Practicing Success

Target Exam

CUET

Subject

Accountancy

Chapter

Issue and Redemption of Debentures

Question:

Match List – I with List – II.

LIST - I

LIST - II

 A. Secured debenture

 I. Do not carry specific rate of interest

 B. Registered debenture

 II. Convertible into equity share

 C. Convertible debenture

 III. Charge is created on the assets of company

 D. Zero coupon debenture 

 IV. Details of debenture holder are entered in register 

Choose the correct answer from the options given below :

Options:

A-I, B-II, C-III, D-IV

A-IV, B-I, C-II, D-III

A-III, B-IV, C-II, D-I

A-II, B-I, C-III, D-IV

Correct Answer:

A-III, B-IV, C-II, D-I

Explanation:

The correct answer is Option (3) - A-III, B-IV, C-II, D-I.
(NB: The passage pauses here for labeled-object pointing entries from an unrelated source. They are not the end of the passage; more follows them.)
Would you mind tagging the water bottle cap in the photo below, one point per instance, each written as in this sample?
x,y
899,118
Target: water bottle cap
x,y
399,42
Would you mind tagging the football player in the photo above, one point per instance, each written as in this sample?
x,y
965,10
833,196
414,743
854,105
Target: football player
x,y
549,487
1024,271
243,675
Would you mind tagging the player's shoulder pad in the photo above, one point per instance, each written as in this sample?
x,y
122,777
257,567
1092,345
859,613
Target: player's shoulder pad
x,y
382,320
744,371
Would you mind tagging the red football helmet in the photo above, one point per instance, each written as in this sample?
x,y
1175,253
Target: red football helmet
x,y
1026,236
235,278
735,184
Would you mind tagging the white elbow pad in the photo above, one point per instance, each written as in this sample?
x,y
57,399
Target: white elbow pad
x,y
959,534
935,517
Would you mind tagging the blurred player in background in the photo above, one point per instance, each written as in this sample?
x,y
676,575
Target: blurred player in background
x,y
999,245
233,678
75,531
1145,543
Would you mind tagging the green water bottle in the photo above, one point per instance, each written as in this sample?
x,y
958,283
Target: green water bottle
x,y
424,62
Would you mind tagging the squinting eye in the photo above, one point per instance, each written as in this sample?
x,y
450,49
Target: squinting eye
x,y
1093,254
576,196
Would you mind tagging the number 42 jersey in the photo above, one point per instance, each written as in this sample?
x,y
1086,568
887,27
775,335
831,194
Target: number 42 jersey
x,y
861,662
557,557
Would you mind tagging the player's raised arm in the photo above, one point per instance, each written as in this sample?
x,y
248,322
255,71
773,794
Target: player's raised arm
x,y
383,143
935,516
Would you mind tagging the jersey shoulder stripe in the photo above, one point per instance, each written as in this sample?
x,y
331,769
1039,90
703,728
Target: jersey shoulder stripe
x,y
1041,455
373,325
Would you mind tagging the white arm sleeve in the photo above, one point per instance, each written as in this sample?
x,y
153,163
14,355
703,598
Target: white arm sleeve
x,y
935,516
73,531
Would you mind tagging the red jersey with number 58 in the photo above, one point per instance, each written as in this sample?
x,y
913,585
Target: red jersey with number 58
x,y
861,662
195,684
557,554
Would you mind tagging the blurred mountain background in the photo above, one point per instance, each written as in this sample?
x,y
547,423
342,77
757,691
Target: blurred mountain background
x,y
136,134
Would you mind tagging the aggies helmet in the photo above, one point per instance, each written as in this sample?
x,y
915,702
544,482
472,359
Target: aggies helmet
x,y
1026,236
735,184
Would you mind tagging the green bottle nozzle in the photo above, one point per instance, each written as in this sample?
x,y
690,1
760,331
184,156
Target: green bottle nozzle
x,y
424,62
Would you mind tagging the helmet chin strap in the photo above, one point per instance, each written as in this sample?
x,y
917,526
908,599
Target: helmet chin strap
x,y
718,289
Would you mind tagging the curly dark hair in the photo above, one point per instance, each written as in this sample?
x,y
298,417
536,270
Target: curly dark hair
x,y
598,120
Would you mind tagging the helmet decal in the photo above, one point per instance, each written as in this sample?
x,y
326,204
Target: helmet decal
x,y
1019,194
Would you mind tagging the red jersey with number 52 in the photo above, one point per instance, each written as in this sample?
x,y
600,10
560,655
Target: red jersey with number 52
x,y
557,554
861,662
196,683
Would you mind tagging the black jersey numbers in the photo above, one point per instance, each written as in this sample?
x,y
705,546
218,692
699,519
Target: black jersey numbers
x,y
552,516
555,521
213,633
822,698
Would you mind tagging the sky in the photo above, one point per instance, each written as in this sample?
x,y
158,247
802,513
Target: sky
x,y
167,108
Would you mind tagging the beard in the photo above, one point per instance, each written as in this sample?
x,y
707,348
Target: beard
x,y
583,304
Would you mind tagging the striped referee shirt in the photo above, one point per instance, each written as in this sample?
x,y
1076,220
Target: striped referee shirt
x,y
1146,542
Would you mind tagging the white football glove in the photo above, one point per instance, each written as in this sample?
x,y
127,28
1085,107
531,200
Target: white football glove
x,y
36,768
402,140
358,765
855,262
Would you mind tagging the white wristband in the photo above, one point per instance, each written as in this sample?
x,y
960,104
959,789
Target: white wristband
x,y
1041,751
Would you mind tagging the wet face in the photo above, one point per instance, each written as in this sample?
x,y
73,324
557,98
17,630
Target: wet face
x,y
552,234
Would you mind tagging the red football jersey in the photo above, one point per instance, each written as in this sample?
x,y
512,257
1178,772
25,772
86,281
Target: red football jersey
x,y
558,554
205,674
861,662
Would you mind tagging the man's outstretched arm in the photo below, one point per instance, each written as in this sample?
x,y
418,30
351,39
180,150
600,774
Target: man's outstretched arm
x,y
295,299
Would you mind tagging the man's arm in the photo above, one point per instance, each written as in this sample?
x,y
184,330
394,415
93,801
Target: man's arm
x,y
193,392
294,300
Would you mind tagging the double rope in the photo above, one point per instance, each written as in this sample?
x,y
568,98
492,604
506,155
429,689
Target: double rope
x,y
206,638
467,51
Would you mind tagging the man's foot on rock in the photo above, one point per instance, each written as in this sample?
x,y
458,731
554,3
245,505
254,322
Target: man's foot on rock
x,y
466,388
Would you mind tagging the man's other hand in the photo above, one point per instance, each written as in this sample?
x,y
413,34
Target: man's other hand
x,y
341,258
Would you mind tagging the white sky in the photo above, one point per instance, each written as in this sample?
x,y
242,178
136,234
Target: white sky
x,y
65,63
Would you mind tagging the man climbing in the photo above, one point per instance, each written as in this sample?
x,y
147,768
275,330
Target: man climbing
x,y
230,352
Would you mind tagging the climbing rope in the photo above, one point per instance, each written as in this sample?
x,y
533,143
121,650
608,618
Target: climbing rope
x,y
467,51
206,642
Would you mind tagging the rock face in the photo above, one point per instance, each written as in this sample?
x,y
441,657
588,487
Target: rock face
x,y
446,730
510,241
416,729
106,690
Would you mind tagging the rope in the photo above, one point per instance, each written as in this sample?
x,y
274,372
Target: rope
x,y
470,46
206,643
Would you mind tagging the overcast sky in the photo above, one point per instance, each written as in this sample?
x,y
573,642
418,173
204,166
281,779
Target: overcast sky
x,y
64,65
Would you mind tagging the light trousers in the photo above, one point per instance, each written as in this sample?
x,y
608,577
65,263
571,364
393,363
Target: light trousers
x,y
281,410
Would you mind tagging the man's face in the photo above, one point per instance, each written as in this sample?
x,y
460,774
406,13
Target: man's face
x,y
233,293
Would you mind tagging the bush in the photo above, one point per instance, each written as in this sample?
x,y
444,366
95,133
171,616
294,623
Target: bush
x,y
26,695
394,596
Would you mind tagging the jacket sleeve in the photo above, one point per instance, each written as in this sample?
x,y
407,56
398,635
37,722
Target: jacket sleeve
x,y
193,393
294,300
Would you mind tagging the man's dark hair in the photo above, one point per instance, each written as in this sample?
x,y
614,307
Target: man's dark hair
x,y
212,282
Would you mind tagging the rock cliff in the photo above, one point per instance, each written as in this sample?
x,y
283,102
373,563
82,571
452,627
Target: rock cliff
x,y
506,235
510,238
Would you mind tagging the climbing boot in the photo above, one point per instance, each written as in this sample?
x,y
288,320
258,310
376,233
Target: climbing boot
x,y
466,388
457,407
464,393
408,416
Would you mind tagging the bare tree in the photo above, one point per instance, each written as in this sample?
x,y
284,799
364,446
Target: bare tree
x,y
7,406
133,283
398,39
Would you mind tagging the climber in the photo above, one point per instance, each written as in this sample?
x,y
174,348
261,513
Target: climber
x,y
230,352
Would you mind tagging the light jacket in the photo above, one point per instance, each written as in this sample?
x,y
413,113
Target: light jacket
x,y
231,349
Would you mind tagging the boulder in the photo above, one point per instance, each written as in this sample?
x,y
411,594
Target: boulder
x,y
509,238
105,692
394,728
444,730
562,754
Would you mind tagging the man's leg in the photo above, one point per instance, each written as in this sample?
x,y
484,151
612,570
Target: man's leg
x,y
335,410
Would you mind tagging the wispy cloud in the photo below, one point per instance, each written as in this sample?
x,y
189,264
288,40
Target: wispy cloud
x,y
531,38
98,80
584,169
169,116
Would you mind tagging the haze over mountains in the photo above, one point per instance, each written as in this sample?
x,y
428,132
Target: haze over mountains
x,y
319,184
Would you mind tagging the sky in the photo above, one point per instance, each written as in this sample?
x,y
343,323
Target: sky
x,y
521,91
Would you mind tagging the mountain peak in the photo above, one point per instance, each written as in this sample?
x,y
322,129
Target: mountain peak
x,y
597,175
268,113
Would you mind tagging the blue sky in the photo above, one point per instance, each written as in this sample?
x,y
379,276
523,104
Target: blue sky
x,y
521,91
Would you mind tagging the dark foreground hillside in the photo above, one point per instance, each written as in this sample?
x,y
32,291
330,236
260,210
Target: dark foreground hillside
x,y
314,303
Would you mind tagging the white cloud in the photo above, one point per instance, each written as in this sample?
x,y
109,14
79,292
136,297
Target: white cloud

* Secured debenture- Charge is created on the assets of the company. Secured debentures refer to those debentures where a charge is created on the assets of the company for the purpose of payment in case of default. The charge may be fixed or floating. A fixed charge is created on a specific asset whereas a floating charge is on the general assets of the company. The fixed charge is created against those assets that are held by a company for use in operations not meant for sale whereas the floating charge involves all assets excluding those assigned to the secured creditors.

* Registered debenture- Details of debenture holders are entered in the register. Registered debentures are those debentures in respect of which all details including names, addresses and particulars of holding of the debenture holders are entered in a register kept by the company. Such debentures can be transferred only by executing a regular transfer deed.  

* Convertible debenture- Convertible into equity share. Convertible debentures can be converted into equity shares or other securities, either at the discretion of the company or the debenture holders. These debentures can be fully or partially convertible. 

* Zero coupon debenture- Do not carry a specific rate of interest. Zero Coupon Rate debentures do not carry a specific rate of interest. In order to compensate the investors, such debentures are issued at substantial discount and the difference between the nominal value and the issue price is treated as the amount of interest related to the duration of the debentures.